Lorsque merrains et velours sont développés, dépassant les oreilles, et au point de se réunir et de former un tout, on évoque une mitre (rappelant celle de l’évêque) et un brocard mitré.
Les perruques dites ossifiées, c’est-à-dire dépourvues de velours, proviennent d’animaux trouvés morts. Sous l’effet des éléments naturels et des insectes, les velours ont disparu.
Enfin, des animaux atteints légèrement par le processus de formation de la perruque ou en début de processus peuvent développer des bois qui chutent (observation A. François). Ceux-ci sont reconnaissables à deux singularités : ils sont anormalement perlés sur l’ensemble de leur longueur et ont une base creuse. Le bois vient donc se jucher sur le pivot osseux et non pas se fixer à plat dessus, comme d’ordinaire.
3 – Quelle cause ?
La perruque est due à un trouble hormonal, précisément à une déficience permanente des hormones mâles (testostérone). Cela s’accompagne d’une malformation systématique des testicules : ceux-ci sont toujours atrophiés. Selon le docteur Alain François, on dénombre 5 causes possibles : - une infection ;
- un virus ;
- une bactérie ; - un traumatisme (plus rarement) ; - une origine congénitale (exceptionnel).
En effet, les chevrettes peuvent transmettre cette tare. Le cas a été observé dans le massif landais, en particulier dans le centre d’essais des Landes de Biscarosse, dans les Landes (observations guides de chasse de l’Onf et A. François) et dans le massif d’Hourtin, en Gironde (cf. n° 342 d’octobre 2004 de Connaissance de la Chasse, p. 120), ainsi que dans un territoire de Haute-Garonne (seconde observation A. François). Chaque saison, certaines chevrettes, dépourvues de signes particuliers, mettent bas plus ou moins systématiquement des faons mâles, lesquels développent des perruques. Lorsque ces chevrettes sont tirées, la production de brocards à perruque disparaît.
Hormis ces cas, la règle d’un brocard à perruque est d’être une exception au sein d’une population.
4 – Depuis quand et où ?
Les Allemands, férus de chasse à l’approche depuis de nombreuses saisons, se sont intéressés très tôt au Perükenbock (chevreuil à perruque). En France, déjà en 1906, le capitaine de Marolles – amateur de littérature cynégétique allemande – le révèle dans Langage et termes de vénerie : « Le cas est inconnu en France, mais il est assez fréquent en Allemagne et connu de tous les hommes des bois de ce pays. » Deux ans plus tard, il évoque le cerf à perruque dans Les Bois du cerf.

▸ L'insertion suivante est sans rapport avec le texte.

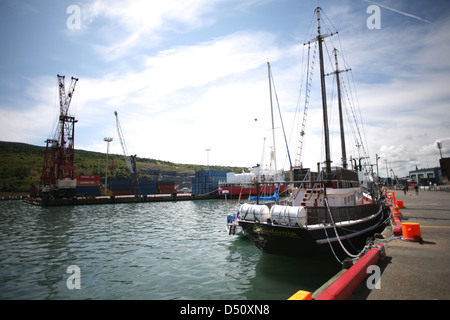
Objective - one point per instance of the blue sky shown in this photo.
(185, 76)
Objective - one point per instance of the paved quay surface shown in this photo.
(414, 270)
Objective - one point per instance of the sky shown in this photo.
(187, 76)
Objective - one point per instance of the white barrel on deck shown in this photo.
(254, 212)
(288, 215)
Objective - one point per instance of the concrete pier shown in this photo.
(416, 270)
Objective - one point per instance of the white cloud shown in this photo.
(140, 23)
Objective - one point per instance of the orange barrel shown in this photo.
(411, 231)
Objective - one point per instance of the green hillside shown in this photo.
(21, 166)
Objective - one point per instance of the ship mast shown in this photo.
(341, 120)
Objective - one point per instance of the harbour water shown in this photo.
(152, 251)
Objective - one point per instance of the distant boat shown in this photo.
(331, 212)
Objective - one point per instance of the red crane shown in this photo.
(57, 171)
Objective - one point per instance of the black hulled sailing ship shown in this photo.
(332, 211)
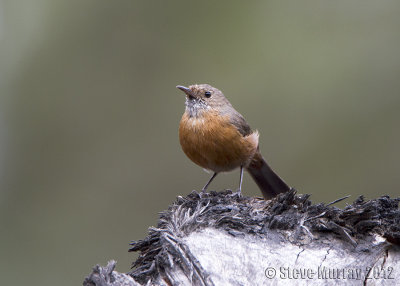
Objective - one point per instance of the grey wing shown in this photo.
(240, 123)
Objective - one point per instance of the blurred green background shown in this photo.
(89, 113)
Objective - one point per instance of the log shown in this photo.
(220, 238)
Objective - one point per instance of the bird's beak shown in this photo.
(185, 89)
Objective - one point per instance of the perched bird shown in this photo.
(217, 137)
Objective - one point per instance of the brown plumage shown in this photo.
(216, 137)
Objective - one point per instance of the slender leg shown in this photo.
(209, 181)
(240, 181)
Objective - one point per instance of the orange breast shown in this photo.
(213, 143)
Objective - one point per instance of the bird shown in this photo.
(217, 138)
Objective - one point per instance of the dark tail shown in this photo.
(267, 180)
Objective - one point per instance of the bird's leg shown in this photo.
(240, 181)
(209, 181)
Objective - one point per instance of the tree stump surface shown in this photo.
(219, 238)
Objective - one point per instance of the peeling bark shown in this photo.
(222, 239)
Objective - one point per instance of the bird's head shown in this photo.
(203, 97)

En France, ce n’est pas le seul Sud-Ouest qui accueille des brocards à perruque. S’il y existe des populations de chevreuils produisant régulièrement des brocards à perruque, cela paraît relever de la génétique, non pas du biotope, ni de l’alimentation, etc.
À travers les témoignages des lecteurs de Connaissance de la Chasse, nous relevons des localisations de brocards à perruque variées : Sud-Ouest certes mais aussi Allier, Hautes-Alpes, Mayenne, Pas-de-Calais, Haut-Rhin, Var, Vendée, etc.